Terrence Musekiwa, born in 1990 in Chitungwiza, approaches art from an exceptionally advantageous base. Naturally introduced to a group of experienced stone carvers, he began carving at the age of five while watching his father. At the age of 24, Terrence Musekiwa can now claim approximately nineteen years of experience, confirming his unparalleled certainty and expertise.
Unlike many stone artists of previous eras, Terrence Musekiwa destroys the theoretical boundary between conventional carving and contemporary work. His work begins with traditional stonecutting techniques, but is brought to the forefront of contemporary Zimbabwe through his ironic and hard-hitting analysis, focusing on religion, history, custom, and everyday conflicts.
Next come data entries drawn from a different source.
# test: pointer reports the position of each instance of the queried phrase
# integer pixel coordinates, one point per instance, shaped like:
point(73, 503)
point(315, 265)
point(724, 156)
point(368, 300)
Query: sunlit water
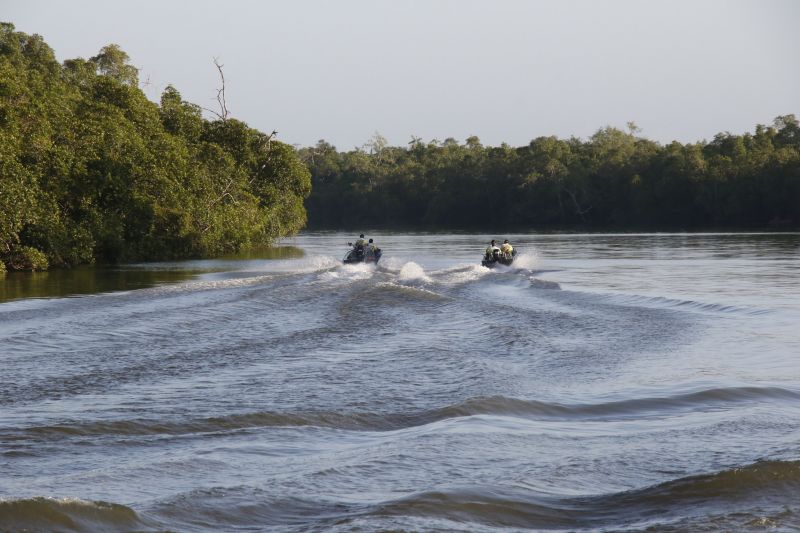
point(603, 382)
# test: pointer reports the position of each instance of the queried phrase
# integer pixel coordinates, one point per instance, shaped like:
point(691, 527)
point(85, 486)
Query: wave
point(689, 305)
point(738, 498)
point(59, 514)
point(412, 272)
point(712, 502)
point(376, 421)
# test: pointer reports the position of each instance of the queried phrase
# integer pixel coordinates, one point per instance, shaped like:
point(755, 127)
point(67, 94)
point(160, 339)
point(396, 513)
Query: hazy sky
point(504, 70)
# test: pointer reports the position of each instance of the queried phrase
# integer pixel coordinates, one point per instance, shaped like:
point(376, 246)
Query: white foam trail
point(463, 274)
point(350, 272)
point(527, 261)
point(413, 272)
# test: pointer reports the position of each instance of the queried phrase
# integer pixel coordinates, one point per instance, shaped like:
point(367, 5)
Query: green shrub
point(27, 258)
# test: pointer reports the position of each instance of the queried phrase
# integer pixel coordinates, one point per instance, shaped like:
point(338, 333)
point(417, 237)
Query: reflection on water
point(98, 279)
point(602, 383)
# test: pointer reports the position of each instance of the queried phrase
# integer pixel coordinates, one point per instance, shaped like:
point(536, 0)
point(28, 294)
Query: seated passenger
point(492, 252)
point(507, 249)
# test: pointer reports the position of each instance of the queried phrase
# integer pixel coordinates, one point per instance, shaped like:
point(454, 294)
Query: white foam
point(463, 274)
point(413, 272)
point(527, 261)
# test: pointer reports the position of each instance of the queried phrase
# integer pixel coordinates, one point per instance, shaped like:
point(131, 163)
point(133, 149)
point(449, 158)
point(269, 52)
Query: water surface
point(603, 382)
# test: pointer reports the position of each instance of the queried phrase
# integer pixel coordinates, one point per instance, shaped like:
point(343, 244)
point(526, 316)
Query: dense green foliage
point(91, 170)
point(614, 179)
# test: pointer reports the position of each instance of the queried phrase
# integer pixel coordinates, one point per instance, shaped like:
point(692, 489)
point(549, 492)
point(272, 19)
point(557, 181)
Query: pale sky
point(504, 70)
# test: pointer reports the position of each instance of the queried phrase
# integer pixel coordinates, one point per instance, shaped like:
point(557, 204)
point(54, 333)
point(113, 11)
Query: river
point(624, 382)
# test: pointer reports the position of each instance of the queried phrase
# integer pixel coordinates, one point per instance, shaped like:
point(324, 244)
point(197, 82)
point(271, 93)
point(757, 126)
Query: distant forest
point(614, 180)
point(91, 170)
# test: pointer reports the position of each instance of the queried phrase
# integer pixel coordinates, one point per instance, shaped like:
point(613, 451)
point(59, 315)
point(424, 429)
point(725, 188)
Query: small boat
point(362, 254)
point(498, 258)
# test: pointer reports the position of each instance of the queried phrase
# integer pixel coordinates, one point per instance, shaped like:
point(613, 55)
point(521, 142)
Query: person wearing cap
point(492, 251)
point(372, 250)
point(506, 249)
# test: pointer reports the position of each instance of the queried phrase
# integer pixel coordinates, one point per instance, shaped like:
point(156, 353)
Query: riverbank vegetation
point(613, 180)
point(91, 170)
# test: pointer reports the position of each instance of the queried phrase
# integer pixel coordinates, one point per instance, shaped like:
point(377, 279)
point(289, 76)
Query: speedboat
point(361, 254)
point(498, 258)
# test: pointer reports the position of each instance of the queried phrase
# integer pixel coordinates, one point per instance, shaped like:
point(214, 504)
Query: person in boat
point(372, 250)
point(360, 243)
point(507, 250)
point(492, 252)
point(359, 246)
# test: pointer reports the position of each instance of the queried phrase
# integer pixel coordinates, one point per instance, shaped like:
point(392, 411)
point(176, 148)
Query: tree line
point(91, 170)
point(613, 180)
Various discussions and battles are inscribed within the stone. His use of chains, glass, wood, fabric, plastic and resin is meant to defy custom, for what it is worth, to defy previously established tasteful and philosophical inclinations.
Terrence Musekiwa has exhibited at the National Gallery Zimbabwe, Catinca Tabacaru Gallery, Istanbul International Art Fair, Berliner Liste in Germany, Jo’burg Fringe Art Fair in South Africa and many others. Terrence Musekiwa is a recipient of the 2011 Peace of Art Award and was selected for the Catinga Tabacaru residency program.
Wallen Mapondera was born in 1985 in Harare, Zimbabwe and currently lives and works in Cape Town, South Africa.
Wallen Mapondera completed his art preparation at the National Gallery School of Visual Arts and Design in Zimbabwe, and received his MFA certification at Rhodes University in Makhanda, South Africa in 2019.
In 2015, Wallen Mapondera was the recipient of the Zimbabwe National Award of Artistic Merit – in the category of two-dimensional visual artworks – awarded by the Zimbabwe National Arts Council. In 2007, Wallen Mapondera was selected to participate in the National Gallery of Zimbabwe’s Artist-in-Residence program, and was an occupant at the Vermont Studio Center, Burlington, Vermont, USA in 2012, and at Pro Helvetia Studio in Zurich, Switzerland in 2018.